This Tuesday, June 8, we'll be treated to a rare astronomical event: the transit of Venus. For the first time since 1882, Venus will pass directly between the Earth and the Sun. Nearly everyone on the planet will be able to see at least some part of this highly unusual sky show, as the tiny black dot of Venus slowly travels across the blazing face of the Sun. A new exhibit in Washington focuses on the history of the transit of Venus.
Even though Venus comes between the Earth and the Sun every 584 days, a transit isn't something you see every couple of years.
Ronald Brashear, the curator of a new exhibit called "Chasing Venus" at the Smithsonian Institution, said, "Because Venus' orbit is slightly tilted, it actually most of the time will pass either above or below the sun, from where we're situated.
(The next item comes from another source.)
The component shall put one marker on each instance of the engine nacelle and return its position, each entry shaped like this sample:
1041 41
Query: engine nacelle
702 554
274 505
So it's just these rare occasions where it actually crosses the face of the Sun."
Ronald Brashear said through books and artifacts, it documents efforts by astronomers in the past to observe the transit of Venus.
As we toured the exhibit, he filled me in on the history of transit observations. The first people known to have seen the transit of Venus were a self-taught English mathematician named Jeremiah Horricks, who predicted the 1639 transit, and a friend of his, William Crabtree. Famed astronomer Johannes Kepler had predicted one eight years earlier, but his calculations were off a bit.
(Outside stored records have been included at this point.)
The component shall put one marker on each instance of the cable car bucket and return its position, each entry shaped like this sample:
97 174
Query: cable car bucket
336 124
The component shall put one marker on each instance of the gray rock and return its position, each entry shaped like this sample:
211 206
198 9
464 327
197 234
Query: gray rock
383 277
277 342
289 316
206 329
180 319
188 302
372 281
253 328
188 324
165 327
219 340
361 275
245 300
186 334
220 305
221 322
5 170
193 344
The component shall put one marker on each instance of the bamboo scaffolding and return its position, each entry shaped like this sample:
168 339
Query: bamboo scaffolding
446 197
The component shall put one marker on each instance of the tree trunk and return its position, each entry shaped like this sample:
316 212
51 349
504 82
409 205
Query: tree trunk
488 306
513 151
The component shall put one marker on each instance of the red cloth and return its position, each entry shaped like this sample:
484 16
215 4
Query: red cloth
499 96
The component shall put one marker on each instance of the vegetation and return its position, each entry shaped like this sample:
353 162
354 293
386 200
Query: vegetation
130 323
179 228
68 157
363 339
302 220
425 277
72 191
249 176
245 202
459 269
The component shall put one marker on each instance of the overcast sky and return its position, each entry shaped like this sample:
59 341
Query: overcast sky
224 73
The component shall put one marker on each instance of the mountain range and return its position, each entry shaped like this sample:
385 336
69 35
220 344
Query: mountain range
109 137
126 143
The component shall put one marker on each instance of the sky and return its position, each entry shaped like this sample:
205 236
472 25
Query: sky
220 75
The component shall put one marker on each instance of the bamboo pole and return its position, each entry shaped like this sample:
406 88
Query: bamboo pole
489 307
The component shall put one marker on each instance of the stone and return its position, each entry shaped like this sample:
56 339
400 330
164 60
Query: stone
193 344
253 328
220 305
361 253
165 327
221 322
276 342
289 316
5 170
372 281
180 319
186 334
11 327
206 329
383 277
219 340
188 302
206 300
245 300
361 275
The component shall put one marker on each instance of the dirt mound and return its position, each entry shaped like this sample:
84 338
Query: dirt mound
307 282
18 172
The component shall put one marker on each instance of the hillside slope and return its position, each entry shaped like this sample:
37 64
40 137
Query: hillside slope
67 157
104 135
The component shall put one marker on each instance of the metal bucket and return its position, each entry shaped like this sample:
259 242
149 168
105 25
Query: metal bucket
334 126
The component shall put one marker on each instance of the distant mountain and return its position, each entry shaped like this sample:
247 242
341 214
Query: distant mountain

Venus transits come in pairs, about eight years apart, and the pairs are separated by a little more than a century. In the 18th and 19th centuries, the transit of Venus captured the imagination of a world that was learning about its place in the cosmos. Astronomers were beginning to sort out the objects in the solar system, but Ronald Brashear says they had no way of determining distances in space.
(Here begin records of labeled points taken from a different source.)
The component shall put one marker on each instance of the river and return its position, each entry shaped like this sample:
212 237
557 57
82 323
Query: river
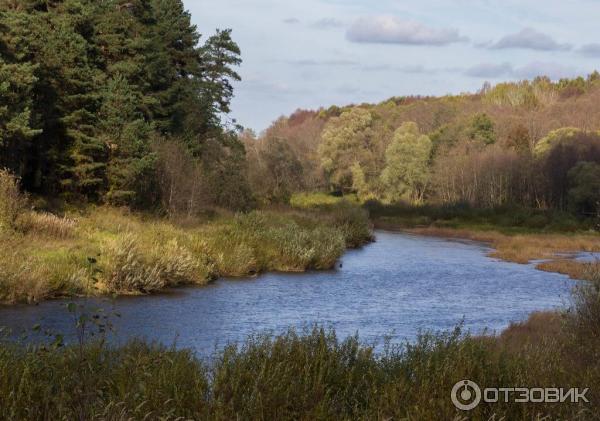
396 287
Ronald Brashear said, "The discovery in the 18th century that you really could effectively use this to measure the Earth-Sun distance propelled it into a major astronomical event. Because at that time nobody really knew the absolute distances of anything in the heavens. So for the first time, there was a promise of actually knowing how far away something was in the universe. And so, we really went into a great paroxysm of excitement with astronomy."
And the astronomical Unit, AU, the distance between earth and the sun, that's the key to a lot of other measurements? "Yeah, in some ways some people have called it the Holy Grail of astronomy in that a lot of distances in the solar system and the nearby area are expressed in terms of the Earth-Sun distance."
To compute that critical Earth-Sun distance, astronomers needed to have at least two sets of observations from widely-separated places on Earth, so expeditions were sent out, including one headed by famed English explorer, Captain James Cook, whose journals are in the Smithsonian exhibit.
Mr. Brashear said, "Most people don't realize that Captain Cook's first voyage in 1769 was really designed to observe the transit of Venus from Tahiti. That was just a small moment in the expedition, and a number of other scientists, astronomers, botanists, went along as well to take specimens, do some other scientific work. That's what it's really known for. Many people have forgotten it really went out to observe the transit of Venus."
In fact, the place where Cook set up his instruments is still known as Point Venus. Mr. Brashear describes the 18th century transits as… "…the golden age of the transit of Venus. You have the potential there; people didn't realize the pitfalls yet, so it was a great time of excitement."
Fast-forward to the 19th century transits - in 1874 and 1882 - which gave astronomers a new tool to use, photography. But the technology was still in its infancy and couldn't overcome the limitations of an optical problem called the "black drop effect," which made it hard to determine exactly when Venus crossed the edge of the Sun. That moment was key to the calculation of the Astronomical Unit.
"So, it really didn't work out as the great tool make the transit observations any better, and as a matter of fact by this time there were other methods that had been devised since [the last transit in] the 1760s that had greater promise for determining the distance from the Earth to the Sun," Mr. Brashear added.
The Astronomical Unit, by the way, is about 150 million kilometers. Tuesday's transit will last about six hours, starting just after five hours Universal Time. Times will vary slightly, depending on where you are. If you decide to watch it yourself, please don't look directly into the sun. It could permanently blind you. If you have any doubts, check with an expert. After Tuesday's event, the next transit of Venus will be on June 6th, 2012.